L'enregistrement des pêcheurs de loisir et la déclaration quotidienne des captures concerneront les espèces faisant l'objet : - de plans pluriannuels de gestion des stocks ; - de règles sur l'obligation de débarquement ; - de possibilités de pêche fixées par l'Union pour les stocks qui, selon une évaluation scientifique, sont considérés comme ayant un impact significatif. Cette déclaration des captures sera effectuée à partir de 2030.
Pour les stocks faisant l'objet de mesures de conservation spécifiques de l'Union pour la pêche récréative, l'enregistrement et la déclaration quotidienne se feront deux ans après l'entrée en vigueur du règlement.
En outre, certains grands navires (selon la puissance certifiée du moteur et le type de filet utilisé) devront être équipés d'un dispositif de calcul de la puissance du moteur afin de s'assurer que leur capacité de pêche reste dans les limites fixées par la politique commune de la pêche (PCP). La limite pour les infractions graves sera fixée à 20% au-dessus de la puissance tolérée du moteur, selon le compromis.
En général, les nouvelles règles de ce texte sur les contrôles s'appliqueront deux à quatre ans après l’adoption du règlement. Cela laissera suffisamment de temps aux autorités de l'UE et aux professionnels pour s'adapter aux nouvelles exigences.
Le texte de l'accord doit être formellement adopté par le Parlement et le Conseil.
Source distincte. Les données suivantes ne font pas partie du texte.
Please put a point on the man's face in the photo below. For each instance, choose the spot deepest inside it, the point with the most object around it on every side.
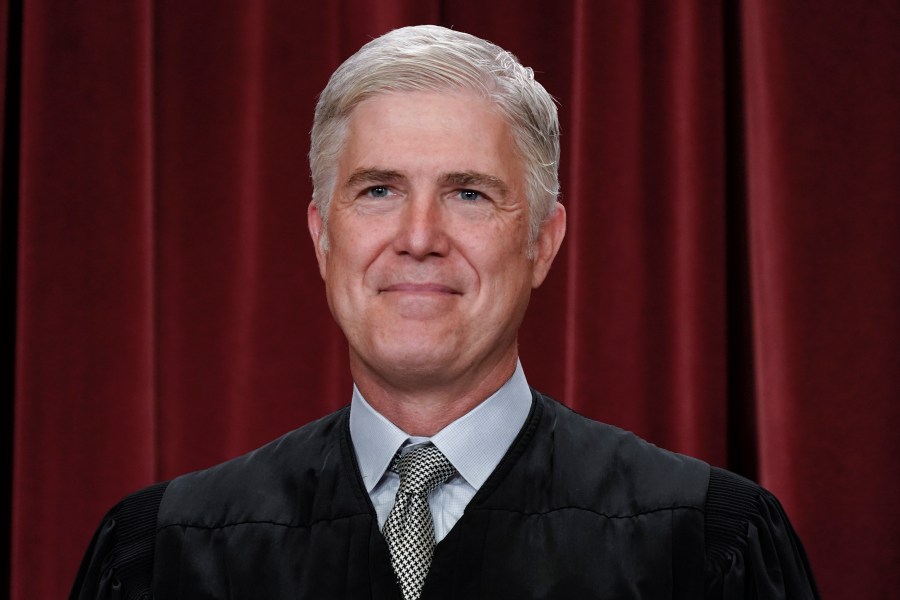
(427, 270)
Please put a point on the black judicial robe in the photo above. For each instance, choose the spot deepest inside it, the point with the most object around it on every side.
(576, 509)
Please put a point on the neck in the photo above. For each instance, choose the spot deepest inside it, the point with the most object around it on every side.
(423, 407)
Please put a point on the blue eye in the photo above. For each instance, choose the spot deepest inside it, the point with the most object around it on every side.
(378, 191)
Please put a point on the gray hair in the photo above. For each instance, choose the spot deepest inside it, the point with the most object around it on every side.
(433, 58)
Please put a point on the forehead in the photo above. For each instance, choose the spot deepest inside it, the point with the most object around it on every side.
(421, 132)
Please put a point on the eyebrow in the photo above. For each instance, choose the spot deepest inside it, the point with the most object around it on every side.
(362, 176)
(454, 179)
(475, 179)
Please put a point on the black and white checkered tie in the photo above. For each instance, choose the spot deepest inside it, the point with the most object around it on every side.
(409, 529)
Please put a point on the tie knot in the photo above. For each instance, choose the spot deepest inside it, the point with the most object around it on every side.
(422, 469)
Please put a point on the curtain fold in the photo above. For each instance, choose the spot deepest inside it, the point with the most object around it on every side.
(85, 394)
(728, 287)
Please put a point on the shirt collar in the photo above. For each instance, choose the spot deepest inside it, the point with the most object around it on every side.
(474, 443)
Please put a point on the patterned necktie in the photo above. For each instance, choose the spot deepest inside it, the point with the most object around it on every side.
(409, 529)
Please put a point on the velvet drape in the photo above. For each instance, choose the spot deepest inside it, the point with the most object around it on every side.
(729, 287)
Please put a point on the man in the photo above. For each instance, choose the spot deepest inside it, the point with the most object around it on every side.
(434, 161)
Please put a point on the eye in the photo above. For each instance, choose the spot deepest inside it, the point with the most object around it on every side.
(378, 191)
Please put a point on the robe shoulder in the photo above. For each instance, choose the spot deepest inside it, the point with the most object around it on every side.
(294, 480)
(750, 550)
(120, 555)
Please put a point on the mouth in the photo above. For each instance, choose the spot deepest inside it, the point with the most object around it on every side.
(419, 288)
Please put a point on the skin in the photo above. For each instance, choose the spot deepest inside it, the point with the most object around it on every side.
(427, 270)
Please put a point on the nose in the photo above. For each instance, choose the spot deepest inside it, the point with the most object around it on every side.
(422, 228)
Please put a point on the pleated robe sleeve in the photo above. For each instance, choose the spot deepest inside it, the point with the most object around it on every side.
(118, 564)
(752, 550)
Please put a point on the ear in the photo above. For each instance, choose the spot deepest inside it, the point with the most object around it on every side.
(550, 237)
(316, 232)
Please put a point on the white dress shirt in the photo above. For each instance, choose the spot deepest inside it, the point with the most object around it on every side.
(474, 445)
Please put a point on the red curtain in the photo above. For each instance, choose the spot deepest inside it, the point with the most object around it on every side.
(729, 288)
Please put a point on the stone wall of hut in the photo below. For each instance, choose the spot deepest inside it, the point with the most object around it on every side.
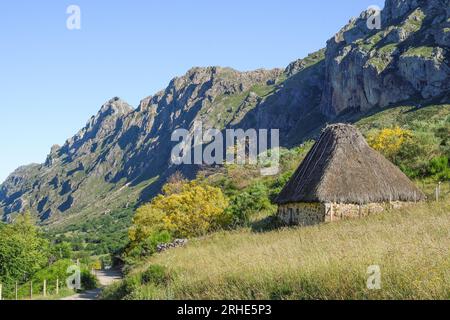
(307, 214)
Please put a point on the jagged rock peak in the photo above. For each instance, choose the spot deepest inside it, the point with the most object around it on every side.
(115, 106)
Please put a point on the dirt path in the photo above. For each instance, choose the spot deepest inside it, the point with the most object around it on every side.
(105, 278)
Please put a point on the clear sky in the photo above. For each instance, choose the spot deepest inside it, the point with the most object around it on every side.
(53, 79)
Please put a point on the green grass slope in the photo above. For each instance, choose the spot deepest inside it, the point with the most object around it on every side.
(329, 261)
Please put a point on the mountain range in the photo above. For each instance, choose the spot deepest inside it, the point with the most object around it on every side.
(122, 156)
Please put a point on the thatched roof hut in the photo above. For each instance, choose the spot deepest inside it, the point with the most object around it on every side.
(342, 168)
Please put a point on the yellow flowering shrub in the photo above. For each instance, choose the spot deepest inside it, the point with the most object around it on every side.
(389, 141)
(193, 210)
Il devrait être soumis au vote lors d'une des prochaines réunions de la commission de la pêche du PE. La Commission européenne a proposé une révision du système de contrôle des pêches le 30 mai 2018. Il a fallu 12 trilogues et deux ans de négociations difficiles pour trouver un compromis.
Satisfecit. Le commissaire européen aux Océans et à la Pêche, Virginijus Sinkevičius, a déclaré : « En révisant et en actualisant le système de contrôle de la pêche, nous garantissons un contrôle plus efficace de l'utilisation de nos précieuses ressources marines et une meilleure application des règles à l'avenir ». Il a salué l'utilisation accrue des technologies numériques.
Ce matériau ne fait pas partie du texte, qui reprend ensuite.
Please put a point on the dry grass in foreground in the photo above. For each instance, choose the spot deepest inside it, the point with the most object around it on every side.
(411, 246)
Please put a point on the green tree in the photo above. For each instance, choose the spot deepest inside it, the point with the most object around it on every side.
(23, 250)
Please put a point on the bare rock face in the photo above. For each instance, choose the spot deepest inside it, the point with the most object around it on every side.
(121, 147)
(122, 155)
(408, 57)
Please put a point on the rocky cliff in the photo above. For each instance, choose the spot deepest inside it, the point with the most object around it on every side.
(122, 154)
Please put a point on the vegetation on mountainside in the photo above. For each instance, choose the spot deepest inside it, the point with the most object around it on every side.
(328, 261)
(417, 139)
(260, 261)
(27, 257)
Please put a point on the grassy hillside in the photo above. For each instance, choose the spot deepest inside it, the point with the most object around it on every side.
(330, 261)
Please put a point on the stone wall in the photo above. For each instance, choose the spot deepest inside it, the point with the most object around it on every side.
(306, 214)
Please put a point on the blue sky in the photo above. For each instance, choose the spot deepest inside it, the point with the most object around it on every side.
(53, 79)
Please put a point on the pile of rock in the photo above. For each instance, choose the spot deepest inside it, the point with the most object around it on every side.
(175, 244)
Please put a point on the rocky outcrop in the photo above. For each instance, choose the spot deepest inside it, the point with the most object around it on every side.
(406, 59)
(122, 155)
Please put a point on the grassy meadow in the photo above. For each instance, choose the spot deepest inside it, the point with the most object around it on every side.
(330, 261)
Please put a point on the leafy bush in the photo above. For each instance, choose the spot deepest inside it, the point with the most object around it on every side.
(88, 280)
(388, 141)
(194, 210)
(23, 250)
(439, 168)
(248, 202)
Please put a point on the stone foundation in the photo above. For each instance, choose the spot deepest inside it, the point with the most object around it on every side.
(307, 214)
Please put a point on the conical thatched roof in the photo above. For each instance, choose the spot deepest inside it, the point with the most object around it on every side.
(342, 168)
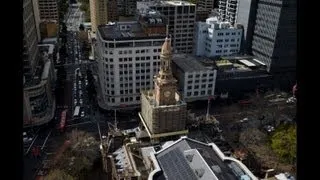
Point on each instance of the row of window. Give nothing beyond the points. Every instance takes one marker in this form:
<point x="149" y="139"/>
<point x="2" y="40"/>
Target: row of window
<point x="185" y="22"/>
<point x="202" y="86"/>
<point x="133" y="44"/>
<point x="227" y="45"/>
<point x="198" y="75"/>
<point x="197" y="93"/>
<point x="225" y="50"/>
<point x="228" y="33"/>
<point x="129" y="99"/>
<point x="227" y="40"/>
<point x="198" y="81"/>
<point x="184" y="26"/>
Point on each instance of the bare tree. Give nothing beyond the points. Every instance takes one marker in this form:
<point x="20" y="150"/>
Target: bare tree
<point x="58" y="174"/>
<point x="81" y="154"/>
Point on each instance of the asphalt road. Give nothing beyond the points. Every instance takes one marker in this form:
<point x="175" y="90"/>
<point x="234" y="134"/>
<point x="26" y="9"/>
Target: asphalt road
<point x="47" y="137"/>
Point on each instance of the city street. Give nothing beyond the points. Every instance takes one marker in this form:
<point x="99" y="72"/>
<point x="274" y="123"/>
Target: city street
<point x="47" y="139"/>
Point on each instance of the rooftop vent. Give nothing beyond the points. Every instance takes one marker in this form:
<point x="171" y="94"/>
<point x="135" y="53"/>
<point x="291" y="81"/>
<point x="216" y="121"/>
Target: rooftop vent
<point x="199" y="172"/>
<point x="189" y="157"/>
<point x="216" y="169"/>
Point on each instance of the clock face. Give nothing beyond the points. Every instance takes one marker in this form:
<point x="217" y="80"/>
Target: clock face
<point x="167" y="93"/>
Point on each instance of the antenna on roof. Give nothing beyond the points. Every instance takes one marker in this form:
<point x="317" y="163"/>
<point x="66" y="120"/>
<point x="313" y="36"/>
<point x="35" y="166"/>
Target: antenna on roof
<point x="167" y="31"/>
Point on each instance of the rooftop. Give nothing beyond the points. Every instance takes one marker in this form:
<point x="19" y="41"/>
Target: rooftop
<point x="188" y="159"/>
<point x="189" y="63"/>
<point x="125" y="31"/>
<point x="241" y="63"/>
<point x="167" y="3"/>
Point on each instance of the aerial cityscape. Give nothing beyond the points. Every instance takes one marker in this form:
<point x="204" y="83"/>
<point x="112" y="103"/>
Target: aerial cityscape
<point x="159" y="89"/>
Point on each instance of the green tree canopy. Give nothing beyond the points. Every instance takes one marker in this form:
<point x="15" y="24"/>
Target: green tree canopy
<point x="284" y="143"/>
<point x="58" y="174"/>
<point x="80" y="157"/>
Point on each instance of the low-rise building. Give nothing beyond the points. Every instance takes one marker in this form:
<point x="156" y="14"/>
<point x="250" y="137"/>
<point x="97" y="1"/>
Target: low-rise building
<point x="196" y="79"/>
<point x="240" y="74"/>
<point x="182" y="159"/>
<point x="49" y="28"/>
<point x="128" y="58"/>
<point x="38" y="99"/>
<point x="217" y="38"/>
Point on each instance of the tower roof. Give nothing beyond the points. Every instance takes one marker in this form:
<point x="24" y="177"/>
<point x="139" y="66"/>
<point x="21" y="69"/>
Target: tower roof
<point x="166" y="47"/>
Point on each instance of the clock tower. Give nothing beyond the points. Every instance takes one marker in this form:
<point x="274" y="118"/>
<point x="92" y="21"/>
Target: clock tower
<point x="163" y="111"/>
<point x="165" y="83"/>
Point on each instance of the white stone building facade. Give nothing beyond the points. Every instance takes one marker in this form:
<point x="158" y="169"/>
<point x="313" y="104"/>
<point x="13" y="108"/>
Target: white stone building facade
<point x="126" y="66"/>
<point x="215" y="38"/>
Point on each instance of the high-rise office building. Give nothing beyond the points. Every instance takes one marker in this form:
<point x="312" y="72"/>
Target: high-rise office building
<point x="128" y="56"/>
<point x="48" y="10"/>
<point x="112" y="11"/>
<point x="274" y="37"/>
<point x="228" y="10"/>
<point x="30" y="39"/>
<point x="216" y="38"/>
<point x="204" y="8"/>
<point x="181" y="17"/>
<point x="38" y="71"/>
<point x="98" y="13"/>
<point x="246" y="16"/>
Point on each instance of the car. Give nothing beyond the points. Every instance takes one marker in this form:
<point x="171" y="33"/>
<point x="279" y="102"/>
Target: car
<point x="26" y="139"/>
<point x="269" y="128"/>
<point x="244" y="120"/>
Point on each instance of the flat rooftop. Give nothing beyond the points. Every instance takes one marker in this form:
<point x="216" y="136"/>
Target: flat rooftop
<point x="174" y="162"/>
<point x="167" y="3"/>
<point x="113" y="32"/>
<point x="189" y="63"/>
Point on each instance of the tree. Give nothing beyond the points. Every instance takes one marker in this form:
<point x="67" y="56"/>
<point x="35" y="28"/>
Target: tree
<point x="284" y="143"/>
<point x="58" y="174"/>
<point x="80" y="157"/>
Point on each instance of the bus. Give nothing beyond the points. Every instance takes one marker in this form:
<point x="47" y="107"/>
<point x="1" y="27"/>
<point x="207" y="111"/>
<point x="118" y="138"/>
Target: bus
<point x="63" y="120"/>
<point x="76" y="111"/>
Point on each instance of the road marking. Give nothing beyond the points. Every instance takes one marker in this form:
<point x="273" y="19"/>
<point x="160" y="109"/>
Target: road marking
<point x="31" y="144"/>
<point x="79" y="124"/>
<point x="45" y="141"/>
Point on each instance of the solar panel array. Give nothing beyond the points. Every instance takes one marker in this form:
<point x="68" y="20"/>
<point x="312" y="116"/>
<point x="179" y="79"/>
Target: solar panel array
<point x="175" y="166"/>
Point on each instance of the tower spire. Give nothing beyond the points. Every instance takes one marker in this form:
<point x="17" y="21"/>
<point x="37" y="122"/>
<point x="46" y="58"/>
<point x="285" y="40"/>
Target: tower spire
<point x="167" y="31"/>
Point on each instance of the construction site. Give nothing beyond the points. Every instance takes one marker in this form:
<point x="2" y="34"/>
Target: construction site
<point x="240" y="131"/>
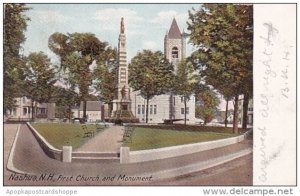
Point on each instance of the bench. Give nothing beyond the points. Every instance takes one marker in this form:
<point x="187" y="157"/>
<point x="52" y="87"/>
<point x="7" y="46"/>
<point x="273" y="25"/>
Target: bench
<point x="86" y="132"/>
<point x="127" y="134"/>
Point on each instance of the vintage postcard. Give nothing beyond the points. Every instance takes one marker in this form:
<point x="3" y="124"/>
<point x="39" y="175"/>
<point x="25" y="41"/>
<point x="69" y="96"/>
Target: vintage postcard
<point x="142" y="94"/>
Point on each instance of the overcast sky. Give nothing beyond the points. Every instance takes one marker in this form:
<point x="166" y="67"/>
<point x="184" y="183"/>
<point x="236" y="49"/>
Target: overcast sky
<point x="145" y="24"/>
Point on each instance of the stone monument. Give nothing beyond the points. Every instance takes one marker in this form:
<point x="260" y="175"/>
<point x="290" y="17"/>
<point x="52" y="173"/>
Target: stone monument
<point x="122" y="102"/>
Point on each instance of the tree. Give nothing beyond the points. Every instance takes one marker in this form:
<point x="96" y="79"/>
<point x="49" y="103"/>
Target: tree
<point x="207" y="108"/>
<point x="40" y="78"/>
<point x="64" y="99"/>
<point x="77" y="51"/>
<point x="188" y="81"/>
<point x="224" y="36"/>
<point x="15" y="24"/>
<point x="106" y="76"/>
<point x="151" y="74"/>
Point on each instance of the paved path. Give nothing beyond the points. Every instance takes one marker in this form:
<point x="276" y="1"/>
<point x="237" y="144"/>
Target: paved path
<point x="106" y="141"/>
<point x="29" y="157"/>
<point x="10" y="131"/>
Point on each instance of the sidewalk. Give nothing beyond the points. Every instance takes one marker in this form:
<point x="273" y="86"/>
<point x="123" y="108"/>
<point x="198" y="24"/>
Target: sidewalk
<point x="106" y="141"/>
<point x="10" y="131"/>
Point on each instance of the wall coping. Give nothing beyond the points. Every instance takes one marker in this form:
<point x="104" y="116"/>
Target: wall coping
<point x="240" y="138"/>
<point x="47" y="144"/>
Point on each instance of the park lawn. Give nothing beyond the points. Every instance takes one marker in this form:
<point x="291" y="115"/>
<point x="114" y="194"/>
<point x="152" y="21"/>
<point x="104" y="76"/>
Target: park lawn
<point x="147" y="138"/>
<point x="59" y="135"/>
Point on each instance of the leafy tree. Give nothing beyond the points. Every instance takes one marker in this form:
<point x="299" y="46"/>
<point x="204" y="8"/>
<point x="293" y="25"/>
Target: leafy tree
<point x="77" y="51"/>
<point x="106" y="76"/>
<point x="40" y="78"/>
<point x="187" y="81"/>
<point x="207" y="108"/>
<point x="15" y="24"/>
<point x="64" y="99"/>
<point x="151" y="74"/>
<point x="224" y="36"/>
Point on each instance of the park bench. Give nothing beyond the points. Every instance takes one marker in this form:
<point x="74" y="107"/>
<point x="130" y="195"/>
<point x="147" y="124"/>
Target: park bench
<point x="100" y="127"/>
<point x="87" y="132"/>
<point x="127" y="134"/>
Pour le rapporteur, Clara Aguilera (S&D, espagnole), le résultat des pourparlers placera l'UE « à l’avant-garde » du contrôle, grâce aussi à une « traçabilité totale » des produits de la pêche. Pour la première fois, la pêche de loisir est incluse dans le champ d'application du règlement, a-t-elle relevé.
Les ONG sont également satisfaites du compromis trouvé par les institutions de l'UE.